Saturday, March 9, 2013

The Dash that Makes the Difference

Perhaps it's an overly long winter, or the doom of an impending birthday divisible by ten, but my thoughts lately have turned toward mortality, toward my "dash". This is an idea suggested by Linda Ellis in her poem and subsequent book, The Dash: "It's not the date you were born, or the date that you died, that really matters. It's the dash between those years and what you do with it to make a difference with you life."

For some reason, when I think of Ellis's "dash", I think of a small graveyard near Boston Commons shaded by trees as old as the commonwealth. Just beyond an iron fence that borders the sidewalk and busy street stands an upright, weather-worn grave with a collection of mourner's stones placed on it. The writing on a plaque screwed to the stone reads: "Here lies Buried Samuel Adams, Signer of the Declaration of Independence, Governor of the Commonwealth, A Leader of Men and an Ardent Patriot. 1722-1803."

That downtown Boston graveyard is filled with tombs of other founders of the country, yet even significant, brave lives are finally commemorated in just a few words, numbers, and a horizontal dash chiseled between birth and death. All of their studies, their speeches, their writings, their dreams and despair -- all of it equally summarized in a short incised line worn smooth by passing years.
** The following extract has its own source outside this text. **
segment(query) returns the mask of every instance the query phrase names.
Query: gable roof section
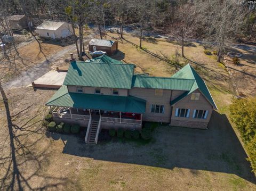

Our challenge, it seems to me, is to carve our dash as deeply as we can. Some do this by raising families who will continue their name through generations. Teachers continue on through their students. Creative types draw, build, mold, and write. Others make their mark through career or community effort. Some, like Samuel Adams, may even leave a historical mark on world prompting generations to leave a stone on their grave as a gesture of respect. Deep down we understand our mortality, but we strive to leave behind something deeper than a shallow indent in the space of time.